Recent Apple laptops have trackpads that allow you to scroll by dragging two fingers on the trackpad surface. If you don’t have that capability you can create scroll areas on the side and bottom of the trackpad with a piece of shareware called SideTrack. I’ve been using it for several months and like it a lot. (Apple distributes something called FFScroll which allows older machines to do a two finger scroll, but I haven’t tried it.)

Scrolling in the timeline is instantly addictive because the scroll wheel produces a result that’s proportional to the amount of turning you do. Clicking and holding on an on-screen button is ‘dimensionless.’ You have to watch the result to see how far to go. But with the scroll wheel, your input (how far you roll the wheel) and the output of your action (the movement of the timeline) are proportional and that means you can do it with less conscious attention. It feels more organic, more like an extension of your body.

However, I still prefer my favorite mouse, the venerable Microsoft Intellimouse Optical (available at Amazon), because I can program the right button to be a double click. That one feature has eliminated a persistent pain I had in my forearm and has probably saved my wrist. But the Intellimouse has an ordinary scroll wheel, and that means I can’t use it to scroll horizontally.

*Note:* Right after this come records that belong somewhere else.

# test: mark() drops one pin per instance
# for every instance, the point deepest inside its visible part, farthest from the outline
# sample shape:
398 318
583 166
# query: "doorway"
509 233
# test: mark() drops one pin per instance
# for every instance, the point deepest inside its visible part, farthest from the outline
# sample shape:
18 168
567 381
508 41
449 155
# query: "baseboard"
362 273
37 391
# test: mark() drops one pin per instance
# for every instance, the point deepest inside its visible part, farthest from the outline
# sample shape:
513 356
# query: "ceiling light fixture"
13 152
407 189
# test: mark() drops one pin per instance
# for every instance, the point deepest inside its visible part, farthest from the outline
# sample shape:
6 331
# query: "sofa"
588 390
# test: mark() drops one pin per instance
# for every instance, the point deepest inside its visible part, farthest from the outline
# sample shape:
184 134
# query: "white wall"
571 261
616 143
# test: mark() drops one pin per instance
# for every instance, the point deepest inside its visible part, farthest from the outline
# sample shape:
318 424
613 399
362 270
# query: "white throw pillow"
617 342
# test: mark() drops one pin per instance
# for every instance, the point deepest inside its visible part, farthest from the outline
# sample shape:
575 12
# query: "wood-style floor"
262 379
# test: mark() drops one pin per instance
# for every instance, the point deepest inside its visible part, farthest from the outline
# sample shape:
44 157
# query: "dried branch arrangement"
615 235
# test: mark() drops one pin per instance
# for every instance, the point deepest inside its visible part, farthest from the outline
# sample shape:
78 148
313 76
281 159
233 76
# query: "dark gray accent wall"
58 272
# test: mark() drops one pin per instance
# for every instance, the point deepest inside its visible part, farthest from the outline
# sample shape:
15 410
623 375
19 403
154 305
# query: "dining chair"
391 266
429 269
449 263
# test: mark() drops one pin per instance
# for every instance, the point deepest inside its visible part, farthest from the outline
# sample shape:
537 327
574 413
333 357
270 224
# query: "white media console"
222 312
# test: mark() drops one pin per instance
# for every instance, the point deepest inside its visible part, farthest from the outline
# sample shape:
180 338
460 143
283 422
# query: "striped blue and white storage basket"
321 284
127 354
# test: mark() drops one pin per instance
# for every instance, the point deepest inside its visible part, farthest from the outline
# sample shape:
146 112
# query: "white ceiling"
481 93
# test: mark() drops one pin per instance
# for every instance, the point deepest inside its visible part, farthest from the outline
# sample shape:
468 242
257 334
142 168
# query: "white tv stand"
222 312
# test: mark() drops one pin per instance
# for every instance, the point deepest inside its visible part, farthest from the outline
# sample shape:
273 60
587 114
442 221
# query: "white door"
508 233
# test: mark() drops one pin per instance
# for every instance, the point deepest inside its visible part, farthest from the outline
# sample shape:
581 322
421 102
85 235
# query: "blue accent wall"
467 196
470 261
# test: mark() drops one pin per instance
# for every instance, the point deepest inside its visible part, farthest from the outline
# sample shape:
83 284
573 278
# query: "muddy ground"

For that and other reasons, I wish Avid would go a step further and add a setting that would allow us to control a scroll wheel. It would be great to be able to use that up and down wheel, in the timeline, to move left and right. And it would also be great if we could adjust the sensitivity of the scroll wheel. I can set the sensitivity in System Preferences, but unlike every other program I’ve got, the Media Composer ignores it. Windows always scroll at the same speed no matter what you do and often that speed is too slow.

And last but not least, it sure would be wonderful if we could scroll the timeline while video continues to play.